L'abandon des actifs libellés en dollars est également visible dans les schémas de stockage. Environ 9 % des répondants ont déclaré avoir augmenté leur stockage national au cours des 12 derniers mois, contre 5 % l'année précédente, tandis que 10 % ont diversifié leurs lieux de stockage à l'étranger, contre 2 %. La Banque d'Angleterre reste le lieu de stockage le plus populaire avec 57 %, suivie du stockage national avec 49 % et de la Banque des règlements internationaux avec 16 %.
Les analystes de Rabobank ont indiqué dans une note de recherche mardi que les achats soutenus des banques centrales et les tendances à la dédollarisation soutiennent structurellement les cours de l'or. La combinaison d'une inflation persistante, de l'incertitude politique et de la poursuite de la diversification des réserves crée un contexte favorable pour le lingot, selon eux, même après le repli de 26 % de l'or depuis son sommet de janvier jusqu'à son creux de juin pendant le conflit iranien.
Barclays estime que chaque point de pourcentage d'augmentation de l'inflation donne à l'or une hausse de 5 %, et l'impulsion inflationniste résultant de la hausse des prix de l'énergie pendant la crise d'Ormuz sera favorable. La banque a calculé la valeur juste de l'or à 4 150 $ l'once et a maintenu ses prévisions de cours pour 2026 et 2027 à 4 791 $ et 4 900 $ respectivement. Les analystes ont également recommandé une exposition aux valeurs aurifères minières, notamment Newmont, Agnico Eagle et Fresnillo.
« Nonobstant les récentes fluctuations des cours, s'il est une période où l'or devrait se négocier avec une prime, c'est maintenant », a déclaré l'équipe de recherche cross-asset de Barclays dirigée par Lefteris Farmakis et Themistoklis Fiotakis.
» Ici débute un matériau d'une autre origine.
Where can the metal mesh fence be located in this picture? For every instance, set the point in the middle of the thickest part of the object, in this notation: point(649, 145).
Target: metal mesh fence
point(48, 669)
Les implications s'étendent au-delà de l'or. Un abandon durable des réserves en dollars pourrait exercer une pression sur l'indice du dollar américain au fil du temps, tandis que l'augmentation des allocations d'or par les banques centrales réduit l'offre disponible pour les investisseurs privés et les acheteurs d'ETF. Metals Focus prévoit que la demande d'or des banques centrales ralentira de 15 % en glissement annuel en 2026 en termes de tonnage, mais restera au-dessus des niveaux d'avant 2022.